LEO ZUCKERMAN/EXCELSIOR

24 de agosto 2012-

Nunca he considerado mis argumentos como verdades absolutas. Por ello, siempre he acompañado esta columna con mi correo electrónico y dirección de Twitter para escuchar lo que tienen que decirme los lectores. En no pocas ocasiones, me he enfrascado en buenas discusiones con gente que tiene opiniones diferentes a las mías. A veces me han convencido.

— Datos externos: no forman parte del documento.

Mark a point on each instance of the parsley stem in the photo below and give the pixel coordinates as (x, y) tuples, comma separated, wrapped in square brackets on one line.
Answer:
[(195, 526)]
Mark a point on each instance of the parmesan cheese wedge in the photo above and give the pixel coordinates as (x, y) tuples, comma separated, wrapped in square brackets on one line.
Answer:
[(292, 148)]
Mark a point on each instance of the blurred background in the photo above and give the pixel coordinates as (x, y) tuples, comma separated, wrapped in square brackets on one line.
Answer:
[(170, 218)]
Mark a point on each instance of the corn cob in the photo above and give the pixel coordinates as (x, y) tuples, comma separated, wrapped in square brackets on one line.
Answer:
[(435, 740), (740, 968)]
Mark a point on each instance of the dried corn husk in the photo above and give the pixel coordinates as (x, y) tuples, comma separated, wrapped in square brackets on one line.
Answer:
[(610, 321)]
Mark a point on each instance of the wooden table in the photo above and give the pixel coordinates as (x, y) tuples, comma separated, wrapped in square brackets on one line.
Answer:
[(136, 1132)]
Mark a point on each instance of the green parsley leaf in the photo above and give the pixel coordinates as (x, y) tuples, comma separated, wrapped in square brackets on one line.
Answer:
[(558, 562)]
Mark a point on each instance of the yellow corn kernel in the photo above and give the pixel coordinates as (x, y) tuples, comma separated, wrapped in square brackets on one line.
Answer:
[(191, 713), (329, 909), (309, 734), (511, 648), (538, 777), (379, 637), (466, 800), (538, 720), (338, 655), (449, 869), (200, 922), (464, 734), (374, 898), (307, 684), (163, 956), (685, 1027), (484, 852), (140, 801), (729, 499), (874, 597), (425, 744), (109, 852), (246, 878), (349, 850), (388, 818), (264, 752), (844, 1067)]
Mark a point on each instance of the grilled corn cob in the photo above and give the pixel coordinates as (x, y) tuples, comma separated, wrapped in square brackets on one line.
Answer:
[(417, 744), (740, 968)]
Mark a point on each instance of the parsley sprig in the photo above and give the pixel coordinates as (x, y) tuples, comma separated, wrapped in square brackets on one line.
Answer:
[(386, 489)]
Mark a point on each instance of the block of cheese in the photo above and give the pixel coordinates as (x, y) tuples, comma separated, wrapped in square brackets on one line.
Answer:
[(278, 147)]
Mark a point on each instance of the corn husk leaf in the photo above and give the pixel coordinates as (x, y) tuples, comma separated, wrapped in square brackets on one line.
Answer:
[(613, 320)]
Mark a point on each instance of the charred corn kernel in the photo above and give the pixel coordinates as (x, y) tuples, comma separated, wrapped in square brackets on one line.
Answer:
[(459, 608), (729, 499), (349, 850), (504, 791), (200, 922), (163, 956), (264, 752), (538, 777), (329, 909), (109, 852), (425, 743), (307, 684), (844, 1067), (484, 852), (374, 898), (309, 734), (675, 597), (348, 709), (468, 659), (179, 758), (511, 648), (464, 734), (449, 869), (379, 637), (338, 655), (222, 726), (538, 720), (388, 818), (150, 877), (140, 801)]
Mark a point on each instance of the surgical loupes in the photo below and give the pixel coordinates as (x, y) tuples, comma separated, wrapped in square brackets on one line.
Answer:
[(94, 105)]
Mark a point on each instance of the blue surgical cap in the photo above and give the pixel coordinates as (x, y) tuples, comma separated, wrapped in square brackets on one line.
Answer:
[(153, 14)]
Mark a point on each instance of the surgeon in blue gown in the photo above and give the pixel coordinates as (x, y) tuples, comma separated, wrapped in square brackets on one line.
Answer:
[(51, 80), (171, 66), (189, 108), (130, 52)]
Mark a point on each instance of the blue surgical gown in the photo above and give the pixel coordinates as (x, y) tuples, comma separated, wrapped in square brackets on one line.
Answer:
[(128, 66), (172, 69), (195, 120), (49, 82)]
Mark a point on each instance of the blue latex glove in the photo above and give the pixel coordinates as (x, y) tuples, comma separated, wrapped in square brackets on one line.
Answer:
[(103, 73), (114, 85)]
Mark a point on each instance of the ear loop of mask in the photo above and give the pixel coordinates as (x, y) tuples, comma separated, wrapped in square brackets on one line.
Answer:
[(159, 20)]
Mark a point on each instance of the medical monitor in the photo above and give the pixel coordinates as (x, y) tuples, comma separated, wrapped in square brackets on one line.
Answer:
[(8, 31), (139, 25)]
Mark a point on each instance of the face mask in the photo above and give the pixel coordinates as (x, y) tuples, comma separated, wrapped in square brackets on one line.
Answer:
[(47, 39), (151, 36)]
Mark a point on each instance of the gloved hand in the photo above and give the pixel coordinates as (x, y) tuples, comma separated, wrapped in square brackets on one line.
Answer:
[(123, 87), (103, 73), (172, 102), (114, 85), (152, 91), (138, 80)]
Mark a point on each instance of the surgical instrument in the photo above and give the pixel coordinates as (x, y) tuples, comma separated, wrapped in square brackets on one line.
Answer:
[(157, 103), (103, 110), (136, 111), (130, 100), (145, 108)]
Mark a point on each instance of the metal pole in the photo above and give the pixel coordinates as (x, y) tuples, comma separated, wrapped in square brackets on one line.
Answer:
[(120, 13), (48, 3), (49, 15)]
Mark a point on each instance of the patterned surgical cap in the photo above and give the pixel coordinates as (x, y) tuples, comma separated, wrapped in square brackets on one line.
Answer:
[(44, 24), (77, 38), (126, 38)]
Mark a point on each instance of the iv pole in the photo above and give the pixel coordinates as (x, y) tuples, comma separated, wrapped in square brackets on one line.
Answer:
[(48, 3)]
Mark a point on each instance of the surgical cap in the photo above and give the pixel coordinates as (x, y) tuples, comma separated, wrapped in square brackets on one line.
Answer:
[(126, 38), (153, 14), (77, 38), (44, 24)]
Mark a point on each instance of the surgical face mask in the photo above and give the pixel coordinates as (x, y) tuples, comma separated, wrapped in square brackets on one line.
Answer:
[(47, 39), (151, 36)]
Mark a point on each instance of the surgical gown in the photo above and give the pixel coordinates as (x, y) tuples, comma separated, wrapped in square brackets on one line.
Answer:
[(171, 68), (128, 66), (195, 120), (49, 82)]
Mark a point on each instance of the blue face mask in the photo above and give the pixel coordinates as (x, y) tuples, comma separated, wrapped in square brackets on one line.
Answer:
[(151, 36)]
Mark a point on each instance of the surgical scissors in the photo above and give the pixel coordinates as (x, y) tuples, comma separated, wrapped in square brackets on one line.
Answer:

Comento esto porque, durante la campaña electoral pasada, un ciudadano enamorado de López Obrador se dedicó a mandarme correos cuando me atrevía a criticar a este candidato. La consigna era clara: al perredista no había que tocarlo ni con el pétalo de una rosa. AMLO no podía equivocarse, y punto. Por cierto, cuando le daba la razón a su héroe, el susodicho enviaba con prontitud un correo alabando mis dotes analíticas.

Al principio, decidí establecer una comunicación con esta persona. Correo que venía, correo que le contestaba tratando de razonar con mis argumentos. Sin embargo, pronto me di cuenta de que no me estaba escuchando. Un estimado colega —que vio los intercambios porque el personaje en cuestión mandaba sus escritos con copia a una larga lista de comunicadores, analistas y amigos— me sugirió un día que ya no le respondiera porque él había hecho lo mismo y había resultado un caso perdido.

Tenía razón: el susodicho no razonaba sino que actuaba por consigna. Rumbo al final de la campaña encontré un correo de esta persona (mantengo en secreto su nombre porque creo en el derecho que tienen los ciudadanos a la privacidad) donde le enviaba a sus amigos una lista de todos los analistas “decididamente antipejes”, considerados “fanáticos” o “vendidos”, que había que desenmascarar ante la opinión pública. Nótese ya el nivel de intolerancia.

Olas van y olas vienen con andanadas de correos donde el mismo personaje me pide que “no fomente más el odio y la crispación”. Uno de sus amigos lo apoyó diciendo: “La actitud de personajes como el señor Zuckermann ha creado un clima de incivilidad que puede llevar a la violencia de cualquier otro fanático, por lo que hay que hacerlos responsables de ello si así ocurriera”. Ahora resulta que, por decir lo que pienso, soy un fanático sedicioso que podría ser responsable de los posibles actos de otros fanáticos. ¿En contra de quién? ¿Me incluyo en la lista?

En el proceso de discutir y resolver nuestras diferencias, los individuos tenemos cuatro opciones:

1. Escuchar los argumentos de otros y estar dispuesto a cambiar de opinión si el otro presenta mejores razonamientos.

2. Escuchar los argumentos de otros, pero de ninguna forma abrir la posibilidad de convencerme porque de entrada considero mi postura como la mejor de todas.

3. Ni siquiera escuchar los argumentos de otros porque no vale la pena hacerlo.

4. Escuchar a los otros, pero exigir que se callen la boca porque sus argumentos son sediciosos y, de pasada, amenazarlos.

En lo personal, siempre he estado comprometido con la primera opción, pero, en esta labor de analista, a veces he tenido que enfrentarme con gente que ejerce la segunda, la tercera y la cuarta. A estos últimos les reitero que no me van a amedrentar y solicito que busquen a los culpables de la crispación actual en los políticos y no en quienes los analizamos.